Babington strode out into the hallway, but Ryan walked after him. “I am doing my job. Listen, the baby universe stays connected to ours through the wormhole, but its energies are always fluctuating. There's always the danger it will detach, and we'll lose it, or else that the particle stream will increase drastically, causing widespread destruction.”

Babington stopped at the elevator and glared at him. “You told me you had that under control.”

“Well, sort of.”

He crossed his arms. “Explain quickly. Use small words.”

“I manage the baby universe by projecting energy fields through the wormhole. The shape of the fields is governed by certain equations I control. But the energy pattern mutates, so I have to change the equations all the time to keep up. At first, I thought it was just the normal change pattern as the universe grows; it's not like we've done this before. But—I know this sounds crazy—the energy pattern has been changing specifically to defeat my equations, forcing me to make them more complex. There is something
solving
those equations and shaping the wormhole accordingly. It's like I'm setting puzzles for it, rather than actually controlling it. And it's getting faster at solving them. It's so quick now that I have to have several new equations in reserve, programmed to apply as soon as one fails.”

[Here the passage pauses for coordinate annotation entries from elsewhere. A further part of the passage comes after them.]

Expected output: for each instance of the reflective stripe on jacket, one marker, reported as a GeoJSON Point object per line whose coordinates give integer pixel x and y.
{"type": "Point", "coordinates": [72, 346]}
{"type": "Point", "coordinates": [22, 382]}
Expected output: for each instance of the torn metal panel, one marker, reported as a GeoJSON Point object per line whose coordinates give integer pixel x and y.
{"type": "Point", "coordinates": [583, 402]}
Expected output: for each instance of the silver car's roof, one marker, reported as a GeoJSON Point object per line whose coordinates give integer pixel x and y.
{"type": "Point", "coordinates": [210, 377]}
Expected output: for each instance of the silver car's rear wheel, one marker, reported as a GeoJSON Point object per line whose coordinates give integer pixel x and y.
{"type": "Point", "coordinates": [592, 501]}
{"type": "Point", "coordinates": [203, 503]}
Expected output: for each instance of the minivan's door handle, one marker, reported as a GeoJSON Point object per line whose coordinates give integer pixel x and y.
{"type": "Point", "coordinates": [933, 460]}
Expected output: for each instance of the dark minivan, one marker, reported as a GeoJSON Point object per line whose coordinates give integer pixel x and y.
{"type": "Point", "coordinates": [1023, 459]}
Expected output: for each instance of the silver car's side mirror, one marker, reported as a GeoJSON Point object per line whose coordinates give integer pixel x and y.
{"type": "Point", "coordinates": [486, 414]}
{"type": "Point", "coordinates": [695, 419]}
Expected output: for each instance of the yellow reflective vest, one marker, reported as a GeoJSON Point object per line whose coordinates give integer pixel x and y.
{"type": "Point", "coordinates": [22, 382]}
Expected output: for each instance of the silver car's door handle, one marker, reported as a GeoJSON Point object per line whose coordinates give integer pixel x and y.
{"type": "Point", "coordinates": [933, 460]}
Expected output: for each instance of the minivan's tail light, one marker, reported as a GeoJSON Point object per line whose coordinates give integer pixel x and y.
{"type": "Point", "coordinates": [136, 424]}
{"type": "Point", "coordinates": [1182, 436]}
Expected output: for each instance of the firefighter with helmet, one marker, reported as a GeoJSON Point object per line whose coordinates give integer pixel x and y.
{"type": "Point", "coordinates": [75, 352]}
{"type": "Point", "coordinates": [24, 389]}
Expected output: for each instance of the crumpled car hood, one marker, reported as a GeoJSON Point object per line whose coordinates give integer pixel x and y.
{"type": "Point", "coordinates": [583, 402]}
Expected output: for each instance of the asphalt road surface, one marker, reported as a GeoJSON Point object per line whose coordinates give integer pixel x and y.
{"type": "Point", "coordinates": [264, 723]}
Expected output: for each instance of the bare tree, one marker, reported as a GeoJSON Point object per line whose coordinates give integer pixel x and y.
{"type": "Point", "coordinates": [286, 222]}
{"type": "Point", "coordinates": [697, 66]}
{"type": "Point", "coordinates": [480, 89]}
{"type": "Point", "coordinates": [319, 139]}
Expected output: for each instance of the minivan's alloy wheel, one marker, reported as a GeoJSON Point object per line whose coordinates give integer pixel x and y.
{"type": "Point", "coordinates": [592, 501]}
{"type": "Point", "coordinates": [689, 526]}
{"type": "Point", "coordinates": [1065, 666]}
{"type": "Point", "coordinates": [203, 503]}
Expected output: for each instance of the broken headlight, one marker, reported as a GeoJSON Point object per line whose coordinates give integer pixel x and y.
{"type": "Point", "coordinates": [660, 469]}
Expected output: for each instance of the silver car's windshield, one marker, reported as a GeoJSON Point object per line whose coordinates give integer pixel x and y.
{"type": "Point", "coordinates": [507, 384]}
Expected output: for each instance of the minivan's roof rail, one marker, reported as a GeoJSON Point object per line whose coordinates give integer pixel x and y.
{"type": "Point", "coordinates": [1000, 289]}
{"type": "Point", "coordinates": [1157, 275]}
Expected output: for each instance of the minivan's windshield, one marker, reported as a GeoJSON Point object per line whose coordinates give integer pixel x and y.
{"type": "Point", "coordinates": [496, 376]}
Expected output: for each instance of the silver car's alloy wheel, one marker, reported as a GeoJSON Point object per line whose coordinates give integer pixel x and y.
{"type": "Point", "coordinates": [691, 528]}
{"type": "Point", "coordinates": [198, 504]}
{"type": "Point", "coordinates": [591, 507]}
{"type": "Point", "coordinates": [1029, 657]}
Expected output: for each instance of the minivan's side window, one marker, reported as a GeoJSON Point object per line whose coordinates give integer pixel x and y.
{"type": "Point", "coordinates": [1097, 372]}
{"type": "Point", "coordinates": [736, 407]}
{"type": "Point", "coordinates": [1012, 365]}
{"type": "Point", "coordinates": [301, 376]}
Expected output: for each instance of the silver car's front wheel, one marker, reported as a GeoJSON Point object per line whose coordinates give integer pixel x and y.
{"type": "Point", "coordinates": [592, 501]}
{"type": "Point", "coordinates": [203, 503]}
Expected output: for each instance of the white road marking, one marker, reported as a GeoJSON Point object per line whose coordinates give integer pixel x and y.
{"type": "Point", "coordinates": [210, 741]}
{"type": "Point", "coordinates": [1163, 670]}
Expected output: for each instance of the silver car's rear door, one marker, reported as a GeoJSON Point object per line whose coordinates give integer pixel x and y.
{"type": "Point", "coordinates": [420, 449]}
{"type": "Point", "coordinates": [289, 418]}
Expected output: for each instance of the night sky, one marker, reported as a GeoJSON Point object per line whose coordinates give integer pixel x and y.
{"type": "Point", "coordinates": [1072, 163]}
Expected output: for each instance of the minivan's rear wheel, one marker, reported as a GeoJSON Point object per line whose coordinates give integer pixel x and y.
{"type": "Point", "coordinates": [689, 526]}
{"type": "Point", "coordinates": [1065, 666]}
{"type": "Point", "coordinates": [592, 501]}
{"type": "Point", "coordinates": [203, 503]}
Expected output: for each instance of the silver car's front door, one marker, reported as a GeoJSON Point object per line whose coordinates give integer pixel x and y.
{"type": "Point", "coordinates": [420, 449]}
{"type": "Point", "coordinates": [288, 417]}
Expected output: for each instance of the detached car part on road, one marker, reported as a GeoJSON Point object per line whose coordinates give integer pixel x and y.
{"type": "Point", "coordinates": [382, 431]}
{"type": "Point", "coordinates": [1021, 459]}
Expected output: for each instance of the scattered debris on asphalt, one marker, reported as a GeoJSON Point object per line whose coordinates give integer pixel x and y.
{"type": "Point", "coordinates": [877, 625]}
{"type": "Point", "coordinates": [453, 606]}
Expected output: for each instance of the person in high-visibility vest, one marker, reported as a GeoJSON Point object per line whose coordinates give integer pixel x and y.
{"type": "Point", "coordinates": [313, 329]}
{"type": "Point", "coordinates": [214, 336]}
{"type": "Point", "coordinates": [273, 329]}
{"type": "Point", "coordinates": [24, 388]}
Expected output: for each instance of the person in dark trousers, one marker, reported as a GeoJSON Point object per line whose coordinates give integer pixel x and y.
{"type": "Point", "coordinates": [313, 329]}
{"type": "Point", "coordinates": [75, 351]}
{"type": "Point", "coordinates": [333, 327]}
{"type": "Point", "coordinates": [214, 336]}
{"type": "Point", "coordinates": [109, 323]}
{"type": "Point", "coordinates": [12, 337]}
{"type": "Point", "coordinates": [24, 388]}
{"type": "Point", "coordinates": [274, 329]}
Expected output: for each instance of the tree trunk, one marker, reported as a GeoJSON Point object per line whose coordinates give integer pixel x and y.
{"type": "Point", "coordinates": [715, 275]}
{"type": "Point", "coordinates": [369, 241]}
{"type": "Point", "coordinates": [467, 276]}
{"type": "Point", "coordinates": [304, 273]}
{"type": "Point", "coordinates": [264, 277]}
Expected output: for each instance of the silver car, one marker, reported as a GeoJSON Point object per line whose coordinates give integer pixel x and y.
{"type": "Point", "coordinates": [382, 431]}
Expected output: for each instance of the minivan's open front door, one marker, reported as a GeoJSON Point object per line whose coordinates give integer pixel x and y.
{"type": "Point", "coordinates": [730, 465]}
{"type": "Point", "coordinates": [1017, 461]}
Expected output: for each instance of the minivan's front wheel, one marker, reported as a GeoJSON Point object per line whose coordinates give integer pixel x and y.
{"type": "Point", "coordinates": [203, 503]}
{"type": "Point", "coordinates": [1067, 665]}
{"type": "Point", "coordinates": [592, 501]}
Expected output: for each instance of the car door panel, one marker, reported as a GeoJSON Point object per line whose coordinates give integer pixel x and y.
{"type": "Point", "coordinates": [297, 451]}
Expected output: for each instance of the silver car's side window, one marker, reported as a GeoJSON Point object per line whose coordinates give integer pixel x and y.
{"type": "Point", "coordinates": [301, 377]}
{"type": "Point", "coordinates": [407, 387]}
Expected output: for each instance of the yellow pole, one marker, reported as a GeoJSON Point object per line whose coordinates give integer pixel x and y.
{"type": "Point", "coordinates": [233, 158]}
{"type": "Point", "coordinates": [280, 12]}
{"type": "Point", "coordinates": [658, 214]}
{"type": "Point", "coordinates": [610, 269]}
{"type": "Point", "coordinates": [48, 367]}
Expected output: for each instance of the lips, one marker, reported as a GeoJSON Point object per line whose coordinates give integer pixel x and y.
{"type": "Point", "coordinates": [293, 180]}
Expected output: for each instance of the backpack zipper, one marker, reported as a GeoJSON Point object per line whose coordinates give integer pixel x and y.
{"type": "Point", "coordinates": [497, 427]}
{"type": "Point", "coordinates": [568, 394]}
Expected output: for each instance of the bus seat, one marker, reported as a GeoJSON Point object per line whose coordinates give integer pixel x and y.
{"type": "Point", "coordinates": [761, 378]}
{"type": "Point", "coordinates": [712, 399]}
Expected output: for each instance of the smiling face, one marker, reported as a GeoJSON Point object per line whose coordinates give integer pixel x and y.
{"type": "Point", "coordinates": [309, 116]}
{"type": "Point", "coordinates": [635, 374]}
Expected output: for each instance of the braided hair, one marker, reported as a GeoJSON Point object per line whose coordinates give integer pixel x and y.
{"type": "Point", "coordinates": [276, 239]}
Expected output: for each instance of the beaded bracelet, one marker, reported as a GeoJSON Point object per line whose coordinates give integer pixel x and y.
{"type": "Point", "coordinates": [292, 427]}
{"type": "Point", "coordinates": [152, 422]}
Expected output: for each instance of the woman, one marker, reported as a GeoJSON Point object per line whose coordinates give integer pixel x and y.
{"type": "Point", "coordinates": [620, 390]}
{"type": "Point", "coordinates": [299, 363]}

Babington's voice was disbelieving. “You're telling me the wormhole is sentient.”

“No. I'm telling you there's something sentient on the other side of it. Something very intelligent. And it's trying to break through.”

Babington punched the elevator's down button. “I should have seen it coming,” he said to the ceiling. “I ignored all the signs, and now, at the worst possible time . . .” The elevator arrived with a ding and the doors opened. Babington stepped in and turned back to face him. “You're not going to do anything stupid like try to destroy it, are you?”

“I already tried.”

“You did what?” A flash of pure anger passed quickly across Babington's face.

“I couldn't do it.”

“Well, thank heaven for small favors,” Babington said. “Look, I need you to hold yourself together, just for today. Don't talk to any media. Tell them you're busy or something. Tomorrow, once we get this demo out of the way, we'll talk. Maybe you should take some time off.”

“I'm fine. I don't need time off,” Ryan said, walking toward him. “I—” He stopped short at the elevator doorway. The floor of the elevator was a centimeter lower than the floor of the hallway, and he could see a little light through the gap. He tried to take another step, but his legs wouldn't move. The elevators doors started to close.

Babington rolled his eyes. “Right. See you at the bottom of the stairs. Remember, no media.”

The doors slid shut, leaving Ryan staring at his own reflection in their mirrored surface.

CHAPTER 3

“I
s that him?” Alex Kelley asked. She had only been at the NJSC for a week now, and it was her first glimpse of the famed Ryan Oronzi.